Он включил компьютер и вывел на монитор карту Бразилии. Страна величиной с двадцать пять Франций отделена от Мексики Боливией. Где находится Манаус, полицейский точно не знал, но, запросив информацию о городе, выяснил, что расположен тот на северо-западе Бразилии и является столицей штата Амазонас.
После этого комиссар выяснил в Википедии, что Манаус стоит на слиянии рек Рио-Негро и Солимоэнс, как раз в том месте, где эти реки, встречаясь, образуют Амазонку. Огромный город с почти двумя миллионами населения долго жил только за счет экспорта каучука, который добывали в амазонских лесах, но сейчас он вполне современный: оживленное движение, множество предприятий, «Макдоналдсы» и супермаркеты, большой грузовой порт. Лакомый кусочек для туристов.
Выйдя из Википедии, Шарко потер глаза: горят, ну и ладно. Комиссара задело за живое, ему хотелось разобраться до конца, найти что-то, что позволит ему сделать хоть какие-нибудь выводы из своих рассуждений.

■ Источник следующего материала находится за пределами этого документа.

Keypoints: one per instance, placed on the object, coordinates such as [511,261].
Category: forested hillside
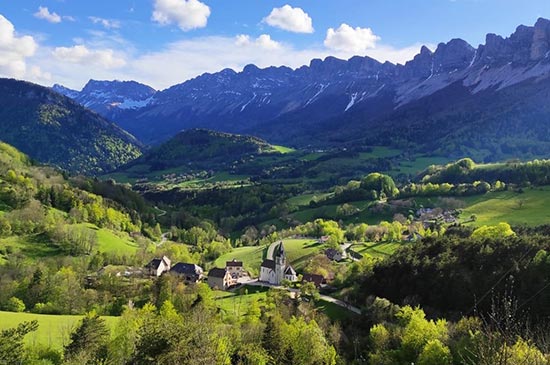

Скорее всего, сегодня тоже предстоит бессонная ночь.
Он перешел ко второй стопке – той, которой Робийяр еще не успел коснуться. Снова выписки из счетов, суммы, суммы, суммы… Он быстро пробега?л глазами по столбцам цифр – ничего конкретного. Получение денег по вкладу, какие-то расходы… Еще лист, еще… И вдруг – строка, удержавшая его взгляд, привлекшая внимание: для того чтобы снять деньги, Ева Лутц воспользовалась карточкой во французской деревушке под названием Монтемон. Савойя… Она сняла двести евро в субботу 28 августа 2010 года, вечером. Вот, напечатано: в 21.34.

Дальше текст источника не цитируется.